A lot of successful people use signals to nudge them toward one action, thought, or idea compared to another. This idea has come up so often that it needed it’s own post.


 

Why do we need signals?

We need signals because we can only process so much information. Our attention is finite, our short-term memory limited (4-7 spots), and our resources constrainted.

In Thinking Fast and Slow, Daniel Kahneman offered the first explanation I really understood.

“You make many small decisions as you drive your car, absorb some information as you read the newspaper, and conduct routine exchanges of pleasantries with as spouse or a colleague, all with little effort and no strain. Just like an easy stroll.”

Kahneman, like good authors, is setting us up. (A quick digression, both Penn Jillette and B.J. Novak said that an unnoticed setup is the key part to their craft)

Back to Kahneman, we understand this. A lot of what we do we don’t have to pay attention to, mostly because we are already filtering it out. It’s why Scott Adams leverages reticular activation.)

But when we get to hard problems things change. Back to Kahneman:

“It is normally easy and actually quite pleasant to walk and think at the same time, but at the extremes these activities appear to compete for the limited resources of System 2. You can confirm this claim by a simple experiment. While walking comfortably with a friend, ask him to compute 23 x 78 in his head and to do so immediately. He will almost certainly stop in his tracks.”

Aha! We have something.

Not only to we have limited bandwidth, but even a task as automatic as walking gets interrupted when we need to draw more. Fascinating.

Okay, let’s get past the academic cuteness.

Why does this matter to you and me?

The most successful people succeed because they quickly get rid of what’s not important. They focus their bandwidth on the most important task at hand.

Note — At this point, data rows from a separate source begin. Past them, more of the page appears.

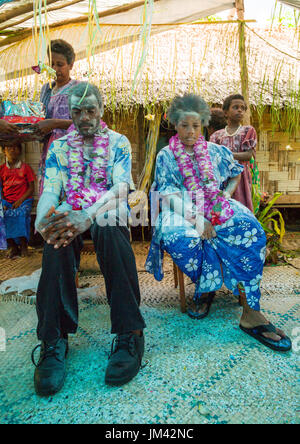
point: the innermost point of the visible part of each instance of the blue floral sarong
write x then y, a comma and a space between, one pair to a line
17, 221
235, 256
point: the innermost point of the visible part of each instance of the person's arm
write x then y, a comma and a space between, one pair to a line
25, 196
232, 185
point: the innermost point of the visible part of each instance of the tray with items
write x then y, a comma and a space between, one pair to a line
23, 115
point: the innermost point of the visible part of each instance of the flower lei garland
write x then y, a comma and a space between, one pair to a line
204, 191
78, 195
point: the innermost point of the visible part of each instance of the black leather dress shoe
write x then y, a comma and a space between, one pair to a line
49, 375
125, 359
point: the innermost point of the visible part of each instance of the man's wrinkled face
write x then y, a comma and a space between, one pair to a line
86, 114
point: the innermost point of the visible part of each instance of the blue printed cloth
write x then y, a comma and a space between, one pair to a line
118, 169
17, 221
235, 256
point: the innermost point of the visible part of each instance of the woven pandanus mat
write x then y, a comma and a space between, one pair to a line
196, 372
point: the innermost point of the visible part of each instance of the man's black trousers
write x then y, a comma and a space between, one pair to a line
57, 305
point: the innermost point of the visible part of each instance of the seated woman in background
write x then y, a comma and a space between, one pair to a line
210, 236
55, 100
17, 190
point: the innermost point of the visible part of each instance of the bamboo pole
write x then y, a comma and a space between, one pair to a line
28, 16
16, 11
240, 8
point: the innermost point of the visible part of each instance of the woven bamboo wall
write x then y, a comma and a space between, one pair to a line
278, 159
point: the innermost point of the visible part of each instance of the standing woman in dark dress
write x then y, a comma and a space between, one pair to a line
55, 100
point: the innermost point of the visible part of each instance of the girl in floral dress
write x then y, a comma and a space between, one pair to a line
242, 141
55, 100
211, 237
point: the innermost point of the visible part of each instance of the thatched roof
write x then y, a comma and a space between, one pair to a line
23, 23
200, 58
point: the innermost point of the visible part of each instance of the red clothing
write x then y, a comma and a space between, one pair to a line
244, 140
15, 181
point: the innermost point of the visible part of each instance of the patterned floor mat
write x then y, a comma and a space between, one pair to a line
196, 372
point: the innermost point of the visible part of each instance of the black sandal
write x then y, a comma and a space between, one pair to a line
283, 345
208, 299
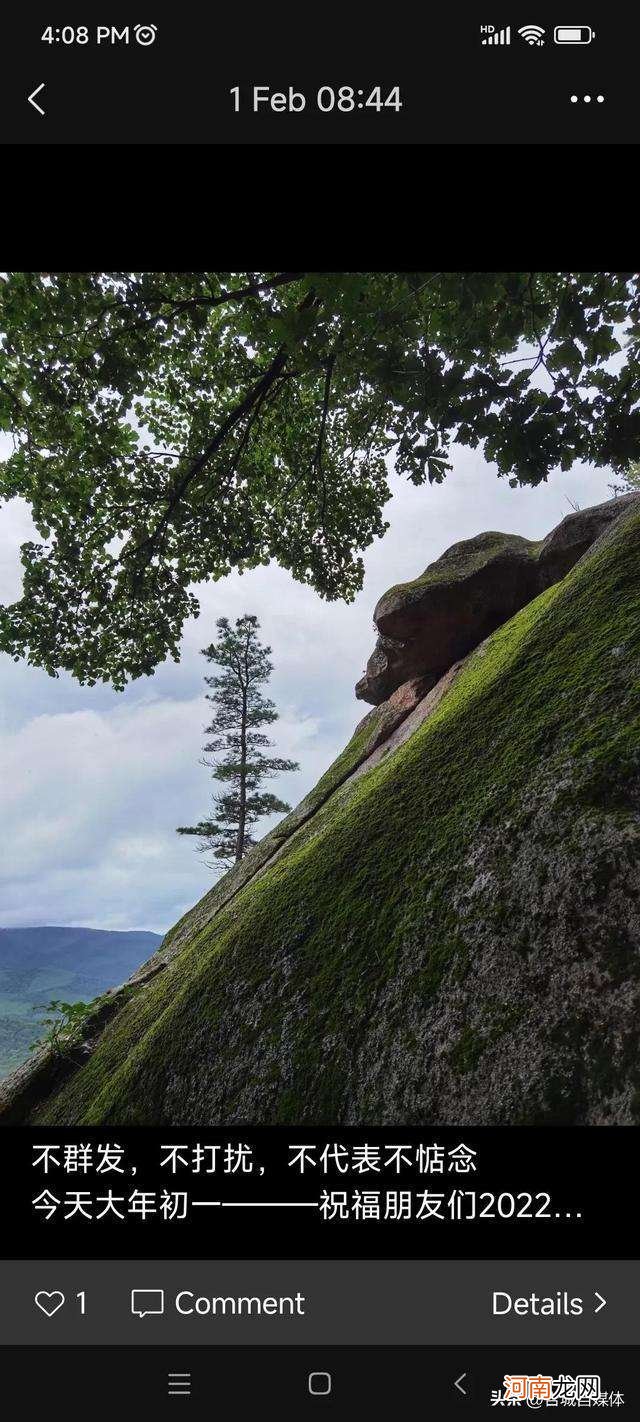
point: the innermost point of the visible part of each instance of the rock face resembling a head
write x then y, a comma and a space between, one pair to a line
475, 586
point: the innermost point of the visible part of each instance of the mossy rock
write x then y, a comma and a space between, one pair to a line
475, 586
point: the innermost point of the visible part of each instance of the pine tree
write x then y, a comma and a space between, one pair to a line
236, 741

Casey Neistat asks, “is this good for me and my technology company (Beme), and if the answer is no it gets a pass.” Neistat’s signal is the question, “does this help Beme?”

Richard Feynman got so tired of choosing a dessert, that he resolved to always order chocolate ice cream. That was his dessert filter.

Barry Ritholtz said that he looks at the prices of classic cars as a signal for bull and bear markets, or if people say “ugh” to his trading ideas.

Ramit Sethi and Taylor Pearson both construct interview questions that need answered in an exact way.

Stephen Dubner called this, “teaching your garden to weed itself,” and wrote an entire book chapter about it.

Some banks figured out how to filter out dangerous marijuana growers.

The most famous of the signals might come from Van Halen.

The story goes, that when Van Halen was touring they had the latest and greatest light and sound rigs. There was just one problem. Each venue had a different person set them up. The guy who set things up in New York wasn’t the same guy that did it in Charlotte. So, according to David Lee Roth, Van Halen introduced a wrinkle to their rider.

They said that among the other rock star accoutrements, they wanted a bowl of M&M candy with the brown ones removed. Some people looked at this as divas being divas. Au contraire mon ami. Roth said they did this to see how closely a promoter read the rider. If someone removed the brown M&M candy, they probably set up the equipment correctly.

Okay, I’m a believer. How do I do this?

First, shift your self perspective.  Scott Adams calls this the “moist robot theory.”

Some of you will liken the idea of reprogramming your brain to self-hypnosis, and that might feel creepy or unlikely to work. A better approach, as I mentioned, is to think of your body as a moist, programmable robot whose outputs depend on its inputs, not magic. Imagine you’re an engineer who is trying to find the user interface for your moist robot body so you can make some useful adjustments. It’s as if you had one menu choice labeled “Make Sleepy” and another labeled “Energize.” You can choose “Make Sleepy” simply by eating simple carbs.

Ah, so I can think of signals as a very basic programming language to use on myself.

If dessert does not include fruit, then do not eat.

If spouse yells, then do not yell back.

If this takes time, money, resources, beyond X, then do not engage.

The best way to start is just to start and know that it won’t be perfect. Barry Ritholtz admits he missed some investment opportunities. Ramit Sethi says that he didn’t hire some great people.

It won’t be perfect. Good signals are a trade off:

Good results + more time > Perfect results + less time.